First up is determining just how much damage has been done. The New York Times’ Julie Turkewitz reports that EPA officials have adjusted their estimate of the spill’s magnitude from about one million gallons to over three million gallons. As they attempt to address the catastrophic spill, officials will likely continue to revise their estimates.

They’ll also keep their eye on the river’s plume, which stretched more than 100 miles as of this weekend. It hit the New Mexico border on Saturday and has collided with the San Juan River too, according to The Farmington Daily Times’ Steve Garrison and Joshua Kellogg. The Los Angeles TimesDavid Kelley reports that it’s expected to affect Lake Powell and the Colorado River as well.

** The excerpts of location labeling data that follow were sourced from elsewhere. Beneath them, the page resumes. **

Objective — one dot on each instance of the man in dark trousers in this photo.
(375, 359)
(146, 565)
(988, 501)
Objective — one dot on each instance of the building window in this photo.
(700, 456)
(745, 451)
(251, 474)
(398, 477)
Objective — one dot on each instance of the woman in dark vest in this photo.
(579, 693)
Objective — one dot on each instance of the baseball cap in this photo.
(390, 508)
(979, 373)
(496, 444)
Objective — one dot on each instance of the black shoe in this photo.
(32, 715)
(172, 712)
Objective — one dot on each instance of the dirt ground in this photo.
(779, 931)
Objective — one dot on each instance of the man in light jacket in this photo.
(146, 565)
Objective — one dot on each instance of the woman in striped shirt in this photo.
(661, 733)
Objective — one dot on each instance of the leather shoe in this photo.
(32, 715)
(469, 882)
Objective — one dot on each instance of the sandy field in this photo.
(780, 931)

The spill itself is being tackled with retention ponds designed to collect additional outflows, but Wired’s Sarah Zhang writes that there’s not much that can be done about existing contaminants — they’ll simply sink or be diluted over time. Spring runoff could drudge up sunken metal, and sludge washed up on riverbanks could be a residual problem. For wildlife on the banks of the river, the effects should be minimal, writes Dana Ford for CNN, but fish are much more sensitive.

With good reason, humans have basically been banned from the Animas for the time being. Several counties in Colorado declared a state of emergency over the weekend. Durango also shut off river flows to city reservoirs. The EPA is still in the process of testing drinking water wells in Colorado.

As the spill heads downstream, it is expected to dissipate. Reuters’ Steve Gorman writes that the plume’s “leading edge” can no longer be spotted from the sky, which could indicate that levels of wastewater are now diminishing.

In the future, the spill could lead to new ways to deal with chemicals from old mines (after all, the EPA’s aim before accidentally releasing chemicals into the Animas River was to determine the extent to which such chemicals make their way into water sources). Bruce Finley explains for The Denver Post that around 14,000 old mines are are still leaking into local water sources, and Nicholas Riccardi of the Associated Press estimates that 55,000 similar sites could exist across the American West.